Católico praticante, Wahlberg é acostumado a dar testemunho de sua fé nas redes sociais, mas parece ter decidido que era hora de dar um passo mais ousado e acaba de lançar Father Stu ('Luta pela Fé: a história do padre Stu', conforme título previsto para o Brasil), o primeiro filme que é produzido e estrelado por ele mesmo. O roteiro é uma adaptação da história real de Stuart Long, um ex-boxeador violento, mulherengo e agnóstico que após um grave acidente se converte e muda de vida, ao ponto de se tornar sacerdote. Nos Estados Unidos o filme fez sua estreia na Sexta-feira Santa e deve chegar aos cinemas brasileiros no dia 19 de maio.
Desde que tomou conhecimento da história de redenção do padre de Montana que cativava a comunidade local e morreu em 2014, Wahlberg alimentou o desejo de vê-la nas telas, mas as dificuldades que enfrentou para viabilizar o projeto foram enormes, como costumam ser aquelas da maioria dos roteiros com viés cristão que são apresentados aos grandes estúdios. Foram seis longos anos ouvindo respostas negativas de dezenas de executivos, entre os quais houve quem fosse sincero o bastante para apontar que um dos problemas na ideia era a palavra “padre” no título do filme.

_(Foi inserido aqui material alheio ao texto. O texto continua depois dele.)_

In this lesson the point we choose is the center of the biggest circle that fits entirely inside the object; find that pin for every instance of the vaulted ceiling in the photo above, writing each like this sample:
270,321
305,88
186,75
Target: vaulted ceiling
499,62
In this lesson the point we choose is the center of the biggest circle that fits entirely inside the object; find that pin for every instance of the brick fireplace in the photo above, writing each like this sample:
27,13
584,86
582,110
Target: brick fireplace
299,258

Cansado de tantas portas na cara e obstinado o bastante para tirar a ideia do papel, Wahlberg apelou para o único jeito que alguns artistas e diretores tem encontrado para atravessar o muro de resistência contra a promoção da fé cristã em grandes produções: pagar do próprio bolso e contar com amigos que compartilhem de suas convicções. Falando à revista de entretenimento Insider, Wahlberg não especificou valores, mas revelou que investiu “milhões e milhões” de seu próprio dinheiro para produzir o filme, dividindo os custos apenas com “alguns amigos que acreditaram no projeto”.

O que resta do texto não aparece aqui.